Se si vuole inserire un titolo in una linea di montaggio analogica si deve sincronizzare in diretta un videoregistratore su cui si sta riproducendo il nastro che trasmette il filmato con una titolatrice nella quale si è precedentemente messa in memoria la scritta da mettere in sovrimpressione, sperando di riuscire a trovare il tempismo desiderato. Con il digitale non si doveva più fare nulla di tutto ciò, ed io avevo sia la testa che i dati anagrafici per imparare ad usarlo.
Nel 1998 comprai il mio primo computer e ci installai Adobe Premiere 4.2. Pur con i limiti di un hard disk che al tempo poteva contenere solo pochi minuti di video a buona qualità, mi ritrovai improvvisamente tra le mani uno strumento che, nello spazio del ripiano della scrivania della mia cameretta, conteneva una tecnologia infinitamente superiore a quella che c’era in due stanze piene di videoregistratori, mixer, centraline e cavi in un qualsiasi studio di produzioni audiovisive. Ecco perché le prime persone ad odiarmi nel settore non furono gli autori miei coetanei, visto che al tempo la velocità di internet non permetteva il nascere di portali dedicati alla riproduzione di video, ma i grandi vecchi del settore che vedevano in me un genere di persona che in breve tempo li avrebbe messi sulla strada.

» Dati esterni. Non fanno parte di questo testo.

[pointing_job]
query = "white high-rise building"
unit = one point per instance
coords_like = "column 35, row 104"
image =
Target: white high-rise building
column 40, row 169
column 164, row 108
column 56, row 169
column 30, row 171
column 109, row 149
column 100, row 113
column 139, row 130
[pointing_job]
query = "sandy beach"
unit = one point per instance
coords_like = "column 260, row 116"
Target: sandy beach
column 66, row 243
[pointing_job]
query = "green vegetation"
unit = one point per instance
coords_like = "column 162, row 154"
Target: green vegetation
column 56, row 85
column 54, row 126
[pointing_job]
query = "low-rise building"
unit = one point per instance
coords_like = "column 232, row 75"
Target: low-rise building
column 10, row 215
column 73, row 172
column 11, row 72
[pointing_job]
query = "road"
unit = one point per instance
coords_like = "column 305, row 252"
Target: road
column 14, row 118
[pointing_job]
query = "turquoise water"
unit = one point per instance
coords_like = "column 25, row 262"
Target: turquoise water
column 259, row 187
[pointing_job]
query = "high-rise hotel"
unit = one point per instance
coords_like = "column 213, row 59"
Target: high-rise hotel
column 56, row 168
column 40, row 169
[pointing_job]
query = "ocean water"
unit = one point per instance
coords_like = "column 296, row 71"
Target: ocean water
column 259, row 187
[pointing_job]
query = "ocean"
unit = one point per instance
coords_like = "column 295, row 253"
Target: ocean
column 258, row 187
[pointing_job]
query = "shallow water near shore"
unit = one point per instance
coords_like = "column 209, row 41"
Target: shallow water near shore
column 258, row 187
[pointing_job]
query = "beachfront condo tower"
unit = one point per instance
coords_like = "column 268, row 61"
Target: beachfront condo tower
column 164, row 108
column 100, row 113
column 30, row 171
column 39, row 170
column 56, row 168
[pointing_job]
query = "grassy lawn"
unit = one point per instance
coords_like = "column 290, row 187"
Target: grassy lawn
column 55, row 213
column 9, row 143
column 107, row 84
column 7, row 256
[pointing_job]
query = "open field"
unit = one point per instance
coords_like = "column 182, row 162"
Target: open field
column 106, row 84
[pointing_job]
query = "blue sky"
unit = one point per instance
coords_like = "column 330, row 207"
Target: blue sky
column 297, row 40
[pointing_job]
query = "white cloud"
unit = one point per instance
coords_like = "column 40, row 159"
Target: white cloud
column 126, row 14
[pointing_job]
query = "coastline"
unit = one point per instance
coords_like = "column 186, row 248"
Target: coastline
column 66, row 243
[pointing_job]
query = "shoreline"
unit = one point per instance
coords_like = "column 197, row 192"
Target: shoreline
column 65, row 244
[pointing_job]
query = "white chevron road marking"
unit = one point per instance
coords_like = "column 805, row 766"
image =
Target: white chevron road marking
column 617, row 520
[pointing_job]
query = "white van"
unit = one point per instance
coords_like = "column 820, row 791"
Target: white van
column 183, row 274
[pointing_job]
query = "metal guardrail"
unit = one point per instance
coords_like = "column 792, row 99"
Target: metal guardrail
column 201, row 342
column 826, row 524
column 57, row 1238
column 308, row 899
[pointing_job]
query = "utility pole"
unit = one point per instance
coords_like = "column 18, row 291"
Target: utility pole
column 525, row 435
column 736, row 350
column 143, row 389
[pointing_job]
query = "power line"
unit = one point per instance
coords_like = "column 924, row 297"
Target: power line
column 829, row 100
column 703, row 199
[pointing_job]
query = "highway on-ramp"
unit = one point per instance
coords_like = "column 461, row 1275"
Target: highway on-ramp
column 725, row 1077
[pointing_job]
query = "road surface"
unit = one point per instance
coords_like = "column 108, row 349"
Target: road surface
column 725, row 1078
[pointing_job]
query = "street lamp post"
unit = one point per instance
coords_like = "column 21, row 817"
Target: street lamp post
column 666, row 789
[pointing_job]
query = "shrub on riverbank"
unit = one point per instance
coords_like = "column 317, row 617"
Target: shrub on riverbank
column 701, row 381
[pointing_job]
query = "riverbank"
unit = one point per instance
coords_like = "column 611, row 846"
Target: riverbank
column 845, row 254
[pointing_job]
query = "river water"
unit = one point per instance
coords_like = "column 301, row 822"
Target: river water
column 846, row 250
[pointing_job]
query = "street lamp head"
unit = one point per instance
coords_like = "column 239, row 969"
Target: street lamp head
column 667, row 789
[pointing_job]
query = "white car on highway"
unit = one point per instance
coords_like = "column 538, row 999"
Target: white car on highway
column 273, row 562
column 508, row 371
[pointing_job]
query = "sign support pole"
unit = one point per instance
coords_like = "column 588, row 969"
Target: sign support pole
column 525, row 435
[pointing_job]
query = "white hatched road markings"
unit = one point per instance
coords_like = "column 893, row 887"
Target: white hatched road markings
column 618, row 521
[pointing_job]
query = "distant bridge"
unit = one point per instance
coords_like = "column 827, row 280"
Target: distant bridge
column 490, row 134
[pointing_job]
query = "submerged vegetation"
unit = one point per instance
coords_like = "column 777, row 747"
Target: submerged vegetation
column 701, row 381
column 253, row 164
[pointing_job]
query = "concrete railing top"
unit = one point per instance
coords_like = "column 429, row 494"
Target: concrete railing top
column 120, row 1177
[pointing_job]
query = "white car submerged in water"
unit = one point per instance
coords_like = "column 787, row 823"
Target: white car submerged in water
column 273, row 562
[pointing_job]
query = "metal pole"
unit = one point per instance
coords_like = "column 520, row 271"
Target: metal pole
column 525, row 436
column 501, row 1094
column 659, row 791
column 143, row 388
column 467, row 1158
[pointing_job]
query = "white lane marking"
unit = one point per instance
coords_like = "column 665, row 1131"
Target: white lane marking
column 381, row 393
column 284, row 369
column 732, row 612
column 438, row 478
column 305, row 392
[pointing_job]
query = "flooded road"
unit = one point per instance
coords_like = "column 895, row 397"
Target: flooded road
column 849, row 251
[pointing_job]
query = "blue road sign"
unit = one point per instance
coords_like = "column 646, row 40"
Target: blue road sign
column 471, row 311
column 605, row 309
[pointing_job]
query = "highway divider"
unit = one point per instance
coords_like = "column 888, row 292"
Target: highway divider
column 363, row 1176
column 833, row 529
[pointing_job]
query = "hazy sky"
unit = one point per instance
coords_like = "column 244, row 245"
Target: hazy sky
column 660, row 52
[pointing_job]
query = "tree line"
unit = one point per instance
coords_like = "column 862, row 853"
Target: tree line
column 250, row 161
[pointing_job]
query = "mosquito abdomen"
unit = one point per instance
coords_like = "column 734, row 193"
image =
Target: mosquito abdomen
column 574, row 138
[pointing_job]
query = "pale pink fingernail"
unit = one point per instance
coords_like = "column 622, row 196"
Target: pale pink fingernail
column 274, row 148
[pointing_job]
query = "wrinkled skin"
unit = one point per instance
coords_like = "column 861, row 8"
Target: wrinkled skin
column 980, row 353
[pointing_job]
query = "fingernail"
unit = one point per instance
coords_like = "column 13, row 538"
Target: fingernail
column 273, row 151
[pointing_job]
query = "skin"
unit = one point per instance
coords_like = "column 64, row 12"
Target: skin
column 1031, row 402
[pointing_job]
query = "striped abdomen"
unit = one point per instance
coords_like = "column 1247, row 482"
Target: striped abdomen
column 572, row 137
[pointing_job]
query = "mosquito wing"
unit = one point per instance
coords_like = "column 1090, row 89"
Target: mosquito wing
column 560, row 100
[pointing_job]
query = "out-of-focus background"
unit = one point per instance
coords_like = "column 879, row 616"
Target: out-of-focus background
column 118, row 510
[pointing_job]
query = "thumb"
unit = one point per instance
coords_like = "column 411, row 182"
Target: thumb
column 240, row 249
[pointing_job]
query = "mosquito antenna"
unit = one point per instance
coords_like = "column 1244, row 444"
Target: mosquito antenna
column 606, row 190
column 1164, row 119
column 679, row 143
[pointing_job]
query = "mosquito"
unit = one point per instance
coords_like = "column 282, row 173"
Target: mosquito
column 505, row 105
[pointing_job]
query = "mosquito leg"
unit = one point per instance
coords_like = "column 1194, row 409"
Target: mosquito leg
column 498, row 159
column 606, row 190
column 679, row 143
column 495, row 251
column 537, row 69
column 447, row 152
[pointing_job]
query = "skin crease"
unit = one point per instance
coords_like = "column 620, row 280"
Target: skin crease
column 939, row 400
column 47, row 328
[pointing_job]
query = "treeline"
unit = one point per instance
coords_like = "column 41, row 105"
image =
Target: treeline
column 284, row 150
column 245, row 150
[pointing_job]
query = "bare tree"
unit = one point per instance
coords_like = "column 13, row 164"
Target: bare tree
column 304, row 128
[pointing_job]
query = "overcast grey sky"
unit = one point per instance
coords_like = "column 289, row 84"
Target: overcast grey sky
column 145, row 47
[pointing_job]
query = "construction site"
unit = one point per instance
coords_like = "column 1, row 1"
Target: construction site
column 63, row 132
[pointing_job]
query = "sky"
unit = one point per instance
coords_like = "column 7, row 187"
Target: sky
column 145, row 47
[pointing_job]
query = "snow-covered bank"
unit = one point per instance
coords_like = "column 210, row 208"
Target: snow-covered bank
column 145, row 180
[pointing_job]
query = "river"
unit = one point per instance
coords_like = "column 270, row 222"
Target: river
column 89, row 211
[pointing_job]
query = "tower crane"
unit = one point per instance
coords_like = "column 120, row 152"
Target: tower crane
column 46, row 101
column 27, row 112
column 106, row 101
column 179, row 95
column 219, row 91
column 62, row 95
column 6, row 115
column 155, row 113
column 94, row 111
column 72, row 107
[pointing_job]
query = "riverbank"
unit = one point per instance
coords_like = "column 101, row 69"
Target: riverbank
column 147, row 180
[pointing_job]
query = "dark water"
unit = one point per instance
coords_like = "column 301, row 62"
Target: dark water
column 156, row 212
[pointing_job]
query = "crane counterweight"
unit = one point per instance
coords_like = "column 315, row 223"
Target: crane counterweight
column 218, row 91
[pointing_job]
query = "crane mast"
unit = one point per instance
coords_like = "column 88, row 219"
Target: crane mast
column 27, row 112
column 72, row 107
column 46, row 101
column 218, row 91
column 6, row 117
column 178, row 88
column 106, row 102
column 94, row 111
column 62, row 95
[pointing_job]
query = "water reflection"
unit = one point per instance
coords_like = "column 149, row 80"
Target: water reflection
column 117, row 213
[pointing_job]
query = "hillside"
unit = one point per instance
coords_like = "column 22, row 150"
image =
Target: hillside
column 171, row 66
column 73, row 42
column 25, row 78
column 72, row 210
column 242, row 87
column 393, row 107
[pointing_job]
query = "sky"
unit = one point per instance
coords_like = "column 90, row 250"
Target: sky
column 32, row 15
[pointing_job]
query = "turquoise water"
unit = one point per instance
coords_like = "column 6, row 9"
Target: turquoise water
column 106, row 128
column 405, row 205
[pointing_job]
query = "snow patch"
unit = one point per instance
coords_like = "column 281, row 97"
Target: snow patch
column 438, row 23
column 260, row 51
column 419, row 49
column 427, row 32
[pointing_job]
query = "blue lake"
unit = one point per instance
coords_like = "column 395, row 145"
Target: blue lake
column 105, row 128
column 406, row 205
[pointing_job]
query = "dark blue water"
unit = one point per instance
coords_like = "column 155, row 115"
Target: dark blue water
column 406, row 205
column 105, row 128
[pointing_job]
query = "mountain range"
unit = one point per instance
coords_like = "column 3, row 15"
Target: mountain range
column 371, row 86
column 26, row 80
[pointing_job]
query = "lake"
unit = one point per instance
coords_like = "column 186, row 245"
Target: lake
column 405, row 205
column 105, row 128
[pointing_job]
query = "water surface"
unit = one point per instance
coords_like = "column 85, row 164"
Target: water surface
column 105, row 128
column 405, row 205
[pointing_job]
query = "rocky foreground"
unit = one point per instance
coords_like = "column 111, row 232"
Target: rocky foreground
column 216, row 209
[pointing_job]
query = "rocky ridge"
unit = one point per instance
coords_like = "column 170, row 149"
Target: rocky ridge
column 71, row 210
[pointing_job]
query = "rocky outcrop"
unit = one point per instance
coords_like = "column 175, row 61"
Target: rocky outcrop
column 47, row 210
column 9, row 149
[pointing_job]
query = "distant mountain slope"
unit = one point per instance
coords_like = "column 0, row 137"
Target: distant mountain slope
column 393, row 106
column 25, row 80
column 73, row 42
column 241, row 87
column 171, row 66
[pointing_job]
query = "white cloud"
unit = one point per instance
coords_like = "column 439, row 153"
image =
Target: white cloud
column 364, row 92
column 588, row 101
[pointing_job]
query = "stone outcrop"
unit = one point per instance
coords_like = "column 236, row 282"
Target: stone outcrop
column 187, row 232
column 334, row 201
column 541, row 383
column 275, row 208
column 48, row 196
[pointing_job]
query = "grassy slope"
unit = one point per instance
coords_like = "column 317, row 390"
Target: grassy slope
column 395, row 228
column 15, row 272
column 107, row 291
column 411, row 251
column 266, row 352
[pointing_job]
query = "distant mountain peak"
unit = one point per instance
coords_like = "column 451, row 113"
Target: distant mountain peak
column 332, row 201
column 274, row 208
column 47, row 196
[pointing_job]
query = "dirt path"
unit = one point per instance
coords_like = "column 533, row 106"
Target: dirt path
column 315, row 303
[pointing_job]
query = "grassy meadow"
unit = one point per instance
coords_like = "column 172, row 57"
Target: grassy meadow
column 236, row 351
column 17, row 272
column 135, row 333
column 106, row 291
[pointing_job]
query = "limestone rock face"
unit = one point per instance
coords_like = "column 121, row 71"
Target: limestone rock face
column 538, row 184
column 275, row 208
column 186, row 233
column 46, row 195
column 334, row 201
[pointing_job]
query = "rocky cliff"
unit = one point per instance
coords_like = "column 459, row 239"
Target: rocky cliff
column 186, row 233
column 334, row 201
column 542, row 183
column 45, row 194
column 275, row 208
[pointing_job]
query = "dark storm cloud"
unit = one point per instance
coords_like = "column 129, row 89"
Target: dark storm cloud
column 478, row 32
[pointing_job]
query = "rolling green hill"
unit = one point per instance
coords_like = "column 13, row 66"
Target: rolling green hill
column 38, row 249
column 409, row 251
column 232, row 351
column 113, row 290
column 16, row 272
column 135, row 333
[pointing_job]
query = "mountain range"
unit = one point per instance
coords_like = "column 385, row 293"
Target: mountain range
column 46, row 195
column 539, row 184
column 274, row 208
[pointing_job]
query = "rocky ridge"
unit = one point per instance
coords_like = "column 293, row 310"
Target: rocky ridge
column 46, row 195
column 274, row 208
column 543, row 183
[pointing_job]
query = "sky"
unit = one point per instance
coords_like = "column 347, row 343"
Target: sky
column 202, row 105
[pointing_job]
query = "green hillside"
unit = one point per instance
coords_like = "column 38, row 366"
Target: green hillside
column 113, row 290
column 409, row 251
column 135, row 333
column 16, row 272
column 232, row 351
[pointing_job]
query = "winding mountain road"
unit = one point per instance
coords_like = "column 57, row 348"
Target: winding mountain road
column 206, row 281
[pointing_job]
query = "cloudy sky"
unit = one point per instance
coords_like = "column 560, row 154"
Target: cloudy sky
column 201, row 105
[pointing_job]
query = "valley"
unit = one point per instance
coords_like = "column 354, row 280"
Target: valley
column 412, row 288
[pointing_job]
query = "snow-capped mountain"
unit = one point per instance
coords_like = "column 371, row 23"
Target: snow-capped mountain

Ricordo un sacco di chiacchierate fatte con persone di mezza età che non avevano nessuna voglia di imparare ad usare la nuova tecnologia e che passavano il loro tempo a cercare di convincermi che l’analogico era meglio, che le loro attrezzature erano costate centinaia di milioni e quindi era ovvio che fossero di qualità maggiore delle mie e che
sì sì ne riparliamo fra 20 anni.
Di fronte ad una rivoluzione tecnologica cambia tutto, non solo quello che è legato alle attrezzature. Se penso semplicemente a “Il mio mondo personale I parte” del 2000, mi viene in mente un corto che solo 5 anni prima non era realizzabile nemmeno volendo, perché per farlo ci sarebbe stato bisogno di una cinepresa a pellicola impostata per girare un fotogramma al secondo, visto che non esistevano videoregistratori in grado di riprodurre un nastro a quella velocità senza disturbi. Di conseguenza, essendo la cinepresa a non montabile su un normale parabrezza come feci invece io con la mia telecamerina digitale, ci sarebbe stato bisogno di un’auto fatta apposta per ospitarla. Quindi i passanti che oggi si vedono nel mio cortometraggio, in quel caso sarebbero stati influenzati dalla vista di strumenti così strani e non sarebbero più stati loro stessi, facendo cadere uno dei fondamenti narrativi della mia opera.
Ho citato un esempio legato ad un corto molto proiettato ai festival e trasmesso un paio di volte da televisioni nazionali, ma che l’Italiano medio di sicuro non ha mai visto. E’ però esemplificativo di un discorso che piano piano si è allargato all’intero mondo della produzione video, che da quel momento in poi non era più obbligato a sottostare a molti paletti legati all’arretratezza della tecnologia e che limitavano la creatività degli autori.
In 10 anni è cambiato tutto. E noi siamo stati i primi a farlo, prendendo a calci quelli c’erano prima di noi che non volevano mollare la presa e influenzando tutti quelli che sono venuti dopo e che oggi magari hanno milioni di iscritti ai loro canali Youtube e che con la telecamera del loro smartphone, chiusi nella loro cameretta, hanno in mano uno strumento che può cambiare il mondo. Ecco perché abbiamo fatto la storia e un giorno ci ringrazieranno per averlo fatto.